Under the CREATE Act, corporations with net taxable income not exceeding P5 million and with total assets not exceeding P100 million shall be taxed at 20 percent. This will augur well for many OPCs which are also MSMEs and will hopefully encourage entrepreneurship, especially among the youth.
Meanwhile, the minimum corporate income tax (MCIT) of two percent of the gross income, which is imposed on corporations beginning on the fourth taxable year immediately following the year in which it commenced business operations when the minimum income tax is greater than the tax computed for the taxable year, will be reduced effective July 1, 2020 until June 30, 2023 to one percent.
Foreign corporations engaged in trade or business in the Philippines will also benefit from the 25 percent income tax rate to be imposed on their income from all sources within the Philippines effective July 1, 2020, as well as from the reduced MCIT of one percent from July 1, 2020 to June 30, 2023.
The CREATE Act also overhauled the country’s tax incentives system to make it targeted, performance-based, and time bound.
The President, however, has vetoed certain provisions in the law. Under the 1987 Constitution, the President has the power to veto any particular item or items in an appropriation, revenue or tariff bill, but the veto shall not affect the item/s to which he does not object.

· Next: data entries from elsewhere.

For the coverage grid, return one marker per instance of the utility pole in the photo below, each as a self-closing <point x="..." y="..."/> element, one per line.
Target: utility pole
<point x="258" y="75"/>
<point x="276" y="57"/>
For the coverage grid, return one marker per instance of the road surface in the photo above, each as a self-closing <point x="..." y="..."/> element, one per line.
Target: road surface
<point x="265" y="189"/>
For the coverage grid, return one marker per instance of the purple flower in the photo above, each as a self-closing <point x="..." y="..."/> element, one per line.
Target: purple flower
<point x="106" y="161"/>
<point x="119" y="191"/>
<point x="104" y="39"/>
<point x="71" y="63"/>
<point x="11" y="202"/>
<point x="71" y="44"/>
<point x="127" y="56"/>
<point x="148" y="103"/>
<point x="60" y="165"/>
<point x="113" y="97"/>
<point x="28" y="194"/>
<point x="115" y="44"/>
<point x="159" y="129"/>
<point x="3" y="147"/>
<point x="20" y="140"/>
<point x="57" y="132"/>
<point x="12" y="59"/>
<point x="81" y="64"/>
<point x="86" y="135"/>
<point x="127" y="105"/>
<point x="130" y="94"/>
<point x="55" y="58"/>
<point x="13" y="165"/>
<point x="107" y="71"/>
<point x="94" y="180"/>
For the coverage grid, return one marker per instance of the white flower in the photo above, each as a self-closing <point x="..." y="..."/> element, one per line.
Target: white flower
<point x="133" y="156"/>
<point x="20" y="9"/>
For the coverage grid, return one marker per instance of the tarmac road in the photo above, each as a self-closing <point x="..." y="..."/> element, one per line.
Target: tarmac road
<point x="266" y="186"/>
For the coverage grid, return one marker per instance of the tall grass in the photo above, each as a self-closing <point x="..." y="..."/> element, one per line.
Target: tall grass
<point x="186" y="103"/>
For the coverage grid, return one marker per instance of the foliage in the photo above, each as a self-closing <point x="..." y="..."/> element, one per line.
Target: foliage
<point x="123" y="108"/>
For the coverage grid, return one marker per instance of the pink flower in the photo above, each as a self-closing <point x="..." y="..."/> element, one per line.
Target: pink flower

The President thumbed down a line that exempts house and lot and residential dwellings valued at P4.2 million from the value-added tax (VAT). Under the Tax Code, only residential dwellings valued at a maximum of P2.5 million are VAT exempt in order to assist buyers of socialized housing units.
He also vetoed a line that limits the oversight power of the Fiscal Incentives Review Board (FIRB) to projects or activities with total investment capital of over P1 billion, one which provides for automatic approval of applications for incentives if not acted upon within 20 days from submission, among others.
The CREATE Act provides that the FIRB will delegate to investment promotion agencies like the Subic Bay Metropolitan Authority (SBMA), Clark Development Corp., John Hay Management Corp., and even the Tourism Infrastructure and Enterprise Zone Authority or TIEZA, which is under the Department of Tourism, its power to grant tax incentives for registered projects or activities with investment capital of P1 billion and below.
To recall, Sen. Richard Gordon, who used to chair the SBMA, vehemently opposed placing SBMA and the other freeport zones under the proposed CREATE Act, saying empowering FIRB to approve investors’ tax perks for investments beyond P1 billion will only add another layer of bureaucracy.
But Sen. Pia Cayetano, sponsor of the bill in the Senate, rejected Gordon’s proposed amendment saying the whole essence of CREATE is to make all IPAs accountable through the FIRB.
The President, in his veto message, clarified that even with the line veto, IPAs would retain the delegated power to grant incentives up to a certain threshold amount, but insisted that the FIRB’s oversight power would extend even to tax perks granted by IPAs for investments P1 billion and below.
While admittedly many IPAs have achieved much on their own to attract investments into their respective economic zones, we cannot deny the fact that the power given to IPAs to grant these tax perks, which includes income tax holidays and the autonomy that they enjoy, has been abused.
With the reduction in corporate income taxes, the government will have to find some other way to conserve our limited fiscal resources. Limiting the power of IPAs, as well as making incentives time-bound and performance-based instead of being unlimited, is one way to make sure that only those who are truly deserving should receive them.